Dans un entretien au Monde, le professeur Didier Sicard, ancien président du Comité consultatif national d'éthique (CCNE), exprime de vives réserves sur le projet de loi créant une aide à mourir. Selon lui, ce texte « bureaucratise l'euthanasie pour la rendre acceptable », en instaurant des procédures qui banalisent le passage à l'acte.
Un processus jugé trop administratif
Didier Sicard estime que le projet de loi transforme la mort en une démarche administrative, avec des formulaires et des délais. « On remplit des papiers, on attend un délai de réflexion, puis on passe à l'acte », déplore-t-il. Cette approche, selon lui, occulte la dimension humaine et éthique de l'accompagnement en fin de vie.
L'ancien président du CCNE souligne que la loi prévoit un délai de 48 heures entre la demande et l'administration de la substance létale, ce qui lui paraît insuffisant pour une décision aussi grave. « 48 heures, c'est le temps d'un week-end. On ne peut pas réduire un tel choix à une simple formalité », insiste-t-il.
Un manque de moyens pour les soins palliatifs
Didier Sicard pointe également le manque d'investissement dans les soins palliatifs en France. « On parle d'aide à mourir, mais on n'a pas les moyens de proposer une alternative digne à ceux qui souffrent », affirme-t-il. Selon lui, seuls 30 % des patients qui auraient besoin de soins palliatifs y ont accès, un chiffre qui stagne depuis des années.
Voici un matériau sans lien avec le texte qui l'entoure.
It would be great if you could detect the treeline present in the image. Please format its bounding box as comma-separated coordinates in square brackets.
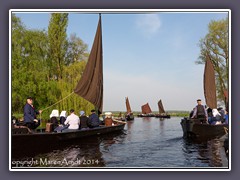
[196, 17, 229, 107]
[11, 13, 94, 118]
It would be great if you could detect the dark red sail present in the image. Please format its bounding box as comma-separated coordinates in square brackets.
[74, 16, 103, 112]
[142, 103, 152, 114]
[203, 55, 217, 109]
[158, 99, 165, 114]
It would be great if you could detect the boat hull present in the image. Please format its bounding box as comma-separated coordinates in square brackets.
[11, 123, 125, 157]
[125, 115, 134, 121]
[180, 118, 228, 140]
[137, 114, 155, 117]
[155, 114, 171, 119]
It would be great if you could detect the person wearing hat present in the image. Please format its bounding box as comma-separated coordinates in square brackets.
[89, 109, 100, 128]
[64, 109, 80, 130]
[50, 109, 59, 129]
[23, 97, 42, 129]
[79, 111, 89, 130]
[191, 99, 208, 121]
[60, 111, 67, 125]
Il rappelle que la loi Claeys-Leonetti de 2016 sur la fin de vie n'a pas été pleinement appliquée, faute de moyens. « Avant d'ouvrir la porte à l'euthanasie, il faudrait déjà garantir l'accès à des soins palliatifs de qualité pour tous », martèle-t-il.
Une opposition de principe
Pour Didier Sicard, le projet de loi marque une rupture éthique majeure. « La société française a toujours refusé l'euthanasie active. Avec ce texte, on franchit un cap », estime-t-il. Il craint que la loi n'entraîne une pression sociale sur les personnes âgées ou vulnérables pour qu'elles demandent la mort.
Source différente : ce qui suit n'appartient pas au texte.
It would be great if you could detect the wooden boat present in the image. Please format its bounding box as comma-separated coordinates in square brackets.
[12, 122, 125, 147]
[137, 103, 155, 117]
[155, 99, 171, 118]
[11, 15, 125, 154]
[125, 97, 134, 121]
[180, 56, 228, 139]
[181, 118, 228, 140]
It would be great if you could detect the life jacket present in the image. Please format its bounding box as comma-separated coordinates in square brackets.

Il cite l'exemple de la Belgique, où le nombre d'euthanasies a augmenté de 30 % en cinq ans après l'adoption de la loi. « Une fois la porte ouverte, il est difficile de fixer des limites », prévient-il.
Un débat qui divise la société
Le projet de loi, présenté par le gouvernement, a suscité de vifs débats au Parlement. Les partisans de l'aide à mourir y voient une avancée pour la liberté individuelle, tandis que les opposants, comme Didier Sicard, dénoncent une dérive. Le texte devrait être examiné en seconde lecture à l'Assemblée nationale à l'automne.
Interrogé sur l'avis du CCNE, qui s'est prononcé en faveur d'une évolution de la loi, Didier Sicard répond que cet avis ne reflète pas la diversité des opinions au sein du comité. « L'avis a été adopté à une courte majorité. Il y a eu des dissensions importantes », révèle-t-il.
Un appel à la prudence
En conclusion, Didier Sicard appelle les parlementaires à la prudence. « Ne légiférons pas dans l'urgence. Prenons le temps d'évaluer les conséquences d'une telle loi », plaide-t-il. Il suggère d'organiser un débat citoyen approfondi avant toute adoption définitive.